Mais ces deux mots, droit au travail, sont-ils en quelques sortes contraires à la liberté et à l’économie ? Le président Mattarella, par exemple, a aussi parlé de droit à l’instruction dont chaque société doit légitimement se charger dans l’éducation à la vie adulte de tous les enfants. Naturellement, pour garantir ce droit, il doit y avoir un devoir réciproque et symétrique : le devoir de travailler afin de produire la richesse nécessaire à la scolarisation… Il n’existe pas de droits en nature sans que quelqu’un (il va de soi) en assure l’existence. Si on veut par exemple subvenir aux handicapés – principe sacro-saint de civilisation outre que de charité – il faut assumer sur le plan des devoirs leur coût, donc leur charge. Même cas de figure pour la santé, les routes, la sécurité, la défense, etc. Le travail, par contre, est toujours casé, il doit toujours être casé, du côté des devoirs. Intrinsèquement ! À chacune de ses affirmations solennelles il faut assurer systématiquement le principe de responsabilité qui en définit la paternité surgive d’assomption. Par ailleurs, c’est justement cette responsabilité qui attribue la qualification de droit ou plutôt de devoir : il ne faut pas se tromper sur ce point comme par contre l’on a fait, superficiellement et tragiquement, d’une manière écervelée depuis plus d’un demi-siècle. Toutes ces évidences avaient été écrites il y a un siècle par Chesterton, par exemple, lorsqu’il disait qu’on aurait dû combattre pour « décrire que les pelouses étaient de couleur verte ».

Giorgio Vittadini, un des leaders de Communion et Libération, a déjà éclairci très bien, dans son article de Il Sussidiario du 6 février, les facteurs qui permettent de soustraire des affirmations banalement génériques, depuis Charles Magne, de la déclaration à la faveur du droit à l’instruction, évoquée par le nouveau numéro un de l’État italien, Mattarella. Lorsqu’on entend un cliché prononcé depuis des dizaines d’années, on a tendance à le croire une vérité. Par contre le travail est le premier devoir que même l’enfant maîtrise avec son intuition spontanée : on peut dire aussi ontologique et naturel, déjà dans ses jeux très, très, sérieux. Qu’est-ce qu’il y a, en effet, de plus universel que le travail pour tout homme ? Même les plus fainéants comme moi ont comme problème central celui du travail (à éviter, habituellement) : c’est pour cela que je travaille volontairement toujours – Dieu merci pour ma bonne santé – tous les jours au bureau à plus de 70 ans.
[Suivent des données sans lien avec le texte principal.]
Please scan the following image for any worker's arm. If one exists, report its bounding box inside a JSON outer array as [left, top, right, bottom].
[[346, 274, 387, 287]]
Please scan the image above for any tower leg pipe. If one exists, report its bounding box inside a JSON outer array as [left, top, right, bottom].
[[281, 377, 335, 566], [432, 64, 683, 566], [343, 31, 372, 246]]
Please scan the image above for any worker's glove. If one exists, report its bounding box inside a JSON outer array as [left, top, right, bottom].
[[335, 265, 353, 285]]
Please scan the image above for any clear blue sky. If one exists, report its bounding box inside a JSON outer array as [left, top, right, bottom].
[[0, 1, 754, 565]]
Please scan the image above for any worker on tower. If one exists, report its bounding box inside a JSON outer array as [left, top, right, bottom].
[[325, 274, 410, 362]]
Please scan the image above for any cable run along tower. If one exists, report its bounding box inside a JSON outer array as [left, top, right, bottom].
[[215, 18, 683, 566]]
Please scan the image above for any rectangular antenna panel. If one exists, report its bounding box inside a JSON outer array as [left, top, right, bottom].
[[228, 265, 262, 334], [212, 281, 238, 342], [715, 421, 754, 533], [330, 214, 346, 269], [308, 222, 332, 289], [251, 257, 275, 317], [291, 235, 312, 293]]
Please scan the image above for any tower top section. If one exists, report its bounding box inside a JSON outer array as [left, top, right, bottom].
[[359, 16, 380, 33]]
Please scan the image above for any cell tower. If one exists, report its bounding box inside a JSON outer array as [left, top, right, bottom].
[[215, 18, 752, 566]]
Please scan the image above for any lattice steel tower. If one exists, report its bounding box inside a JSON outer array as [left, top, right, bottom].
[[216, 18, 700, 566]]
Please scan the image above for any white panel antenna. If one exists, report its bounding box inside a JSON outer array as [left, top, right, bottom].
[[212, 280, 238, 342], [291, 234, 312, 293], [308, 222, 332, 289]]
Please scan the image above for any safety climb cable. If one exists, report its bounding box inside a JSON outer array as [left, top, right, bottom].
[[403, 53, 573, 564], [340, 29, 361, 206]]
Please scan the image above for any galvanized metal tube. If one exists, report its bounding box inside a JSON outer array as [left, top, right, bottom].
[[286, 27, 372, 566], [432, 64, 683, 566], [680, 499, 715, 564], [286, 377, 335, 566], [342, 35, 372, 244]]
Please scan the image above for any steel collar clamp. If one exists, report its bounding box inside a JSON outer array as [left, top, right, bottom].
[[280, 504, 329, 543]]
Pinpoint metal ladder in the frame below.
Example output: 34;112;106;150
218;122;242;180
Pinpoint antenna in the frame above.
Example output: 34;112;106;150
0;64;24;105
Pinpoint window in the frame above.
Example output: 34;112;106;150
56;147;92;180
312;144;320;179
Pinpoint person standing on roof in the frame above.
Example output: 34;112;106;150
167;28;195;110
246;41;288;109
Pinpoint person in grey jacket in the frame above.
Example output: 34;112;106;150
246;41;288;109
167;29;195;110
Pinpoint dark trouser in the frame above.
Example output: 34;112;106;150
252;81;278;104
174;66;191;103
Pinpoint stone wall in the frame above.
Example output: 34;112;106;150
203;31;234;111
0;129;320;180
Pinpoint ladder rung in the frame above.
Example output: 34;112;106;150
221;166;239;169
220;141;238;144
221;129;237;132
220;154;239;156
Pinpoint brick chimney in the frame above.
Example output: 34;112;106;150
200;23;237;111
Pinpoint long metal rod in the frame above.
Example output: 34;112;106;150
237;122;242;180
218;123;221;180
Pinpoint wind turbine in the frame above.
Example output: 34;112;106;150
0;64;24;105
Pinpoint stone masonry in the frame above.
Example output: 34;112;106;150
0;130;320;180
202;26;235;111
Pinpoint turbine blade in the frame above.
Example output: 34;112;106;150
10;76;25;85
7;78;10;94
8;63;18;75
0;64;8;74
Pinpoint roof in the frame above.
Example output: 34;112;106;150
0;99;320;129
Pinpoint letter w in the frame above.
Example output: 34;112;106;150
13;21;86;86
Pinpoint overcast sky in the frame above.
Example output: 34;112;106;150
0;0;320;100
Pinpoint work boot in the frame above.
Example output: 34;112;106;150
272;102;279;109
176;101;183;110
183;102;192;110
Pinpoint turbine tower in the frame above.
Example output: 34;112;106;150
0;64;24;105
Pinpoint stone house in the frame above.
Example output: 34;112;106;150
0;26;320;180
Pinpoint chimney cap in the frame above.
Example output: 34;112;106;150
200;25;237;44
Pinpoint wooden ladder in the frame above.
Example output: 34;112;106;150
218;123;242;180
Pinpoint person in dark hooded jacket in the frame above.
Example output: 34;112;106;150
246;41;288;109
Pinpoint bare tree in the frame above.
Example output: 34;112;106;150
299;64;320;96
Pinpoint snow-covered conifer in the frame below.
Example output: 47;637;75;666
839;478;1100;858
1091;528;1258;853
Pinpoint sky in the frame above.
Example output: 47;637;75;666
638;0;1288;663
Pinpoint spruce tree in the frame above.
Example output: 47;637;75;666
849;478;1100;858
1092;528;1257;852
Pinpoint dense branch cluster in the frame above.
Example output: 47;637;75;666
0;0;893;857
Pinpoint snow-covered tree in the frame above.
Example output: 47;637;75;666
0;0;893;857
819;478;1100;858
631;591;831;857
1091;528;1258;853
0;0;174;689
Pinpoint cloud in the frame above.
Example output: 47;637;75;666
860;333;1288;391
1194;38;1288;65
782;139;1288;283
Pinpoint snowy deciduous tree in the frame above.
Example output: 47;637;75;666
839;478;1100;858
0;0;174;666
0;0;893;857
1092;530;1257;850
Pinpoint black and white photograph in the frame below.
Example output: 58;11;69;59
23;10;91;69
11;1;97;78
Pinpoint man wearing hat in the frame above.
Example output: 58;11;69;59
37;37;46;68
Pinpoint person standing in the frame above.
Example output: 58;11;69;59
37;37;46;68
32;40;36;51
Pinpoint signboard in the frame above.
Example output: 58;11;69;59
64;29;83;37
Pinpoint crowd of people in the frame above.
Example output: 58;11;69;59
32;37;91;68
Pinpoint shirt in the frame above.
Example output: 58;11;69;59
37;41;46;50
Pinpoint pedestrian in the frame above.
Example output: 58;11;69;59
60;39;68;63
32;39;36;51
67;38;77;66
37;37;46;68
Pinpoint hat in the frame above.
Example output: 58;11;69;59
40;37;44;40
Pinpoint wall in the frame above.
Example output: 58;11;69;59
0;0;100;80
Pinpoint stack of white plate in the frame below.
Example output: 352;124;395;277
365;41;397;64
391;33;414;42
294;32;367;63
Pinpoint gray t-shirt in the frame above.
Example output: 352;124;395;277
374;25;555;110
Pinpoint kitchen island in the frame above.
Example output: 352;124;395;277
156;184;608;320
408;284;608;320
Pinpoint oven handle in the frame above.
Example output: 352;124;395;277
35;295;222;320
Et, tout le monde, si seulement on y réfléchit un peu, sait qu’au fond son propre travail n’est pas justifié que par la nécessité économique. Indépendamment de sa juste rémunération ou profit, il est gratuit, comme l’Église l’a toujours enseigné. Il n’y a que la conception abrutie et actuellement para-marxiste d’attribuer les dettes aux générations futures – donc syndicale et politicienne – à croire que le travail est aliénant, donc à réduire le plus que possible. Ce n’est pas par hasard si la moyenne réelle et résultante européenne de l’âge pensionnée (y compris les prépensionnements) est de 56 ans et quelques mois ! Le travail, ainsi, ne pourra jamais être un droit : il est heureusement bien plus, un devoir primaire dans lequel chaque homme bâtit son identité, sa densité et sa liberté. Le professeur à Milan, Del Debbio, est même pertinemment arrivé à ecrire : « Le travail est l’essence de l’homme ». C’est pour cela que le travail ne peut pas être un droit : intrinsèquement et théorétiquement.
Ainsi, si on présente le travail comme un droit on ne pense que fatalement à l’État qui doit assurer ce soi-disant privilège avec son idéologie immanquablement étatiste et on ne peut plus liberticide. Sauf, il va de soi, comme aide, très temporaire, pour tout possible licencié resté sans boulot. Ou bien s’il est malade (d’où le droit, au moins partiellement, aux soins de santé gratuites)…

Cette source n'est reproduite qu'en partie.